Department of Civil and Environmental Engineering, University of Alberta, Edmonton, AB, Canada.
Accid Anal Prev. 2013 Jan;50:1082-9. doi: 10.1016/j.aap.2012.08.019. Epub 2012 Sep 25.
Although the multivariate structure of traffic accidents has been recognized in the safety literature for over a decade now, univariate identification and ranking of hotspots is still dominant. The present paper advocates the use of multivariate identification and ranking of hotspots based on statistical depth functions, which are useful tools for non-parametric multivariate analysis as they provide center-out ordering of multivariate data. Thus, a depth-based multivariate method is proposed for the identification and ranking of hotspots using the full Bayes (FB) approach. The proposed method is applied to a sample of 236 signalized intersections in the Greater Vancouver Area. Various multivariate Poisson log-normal (MVPLN) models were used for data analysis. For each model, the FB posterior estimates were obtained using the Markov Chains Monte Carlo (MCMC) techniques and several goodness-of-fit measures were used for model selection. Using a depth threshold of 0.025, the proposed method identified 26 intersections (11%) as potential hotspots. The choice of a depth threshold is a delicate decision and it is suggested to determine the threshold according to the amount of funding available for safety improvement, which is the usual practice in univariate hotspot identification (HSID). Also, the results show that the performance of the proposed multivariate depth-based FB HSID method is superior to that of an analogous method based on the depths of accident frequency (AF) in terms of sensitivity, specificity and the sum of norms (lengths) of Poisson mean vectors.

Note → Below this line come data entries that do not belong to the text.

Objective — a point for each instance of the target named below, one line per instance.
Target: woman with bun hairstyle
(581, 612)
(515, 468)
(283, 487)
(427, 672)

尽管交通事故的多元结构在安全文献中已经被认识了十多年,但单变量识别和热点排名仍然占主导地位。本文提倡使用基于统计深度函数的多元识别和热点排名,这是一种用于非参数多元分析的有用工具,因为它们为多元数据提供了从中心到外围的排序。因此,提出了一种基于深度的方法,使用全贝叶斯(FB)方法来识别和排名热点。该方法应用于大温哥华地区的 236 个信号交叉口的样本。使用了各种多元泊松对数正态(MVPLN)模型进行数据分析。对于每个模型,使用马尔可夫链蒙特卡罗(MCMC)技术获得 FB 后验估计,并使用几个拟合优度度量来进行模型选择。使用深度阈值 0.025,该方法确定了 26 个交叉口(11%)为潜在热点。深度阈值的选择是一个微妙的决策,建议根据安全改进的可用资金量来确定阈值,这是单变量热点识别(HSID)中的常用做法。此外,结果表明,基于事故频率(AF)深度的类似方法相比,基于深度的多元 FB HSID 方法在灵敏度、特异性和泊松均值向量的范数(长度)之和方面表现更优。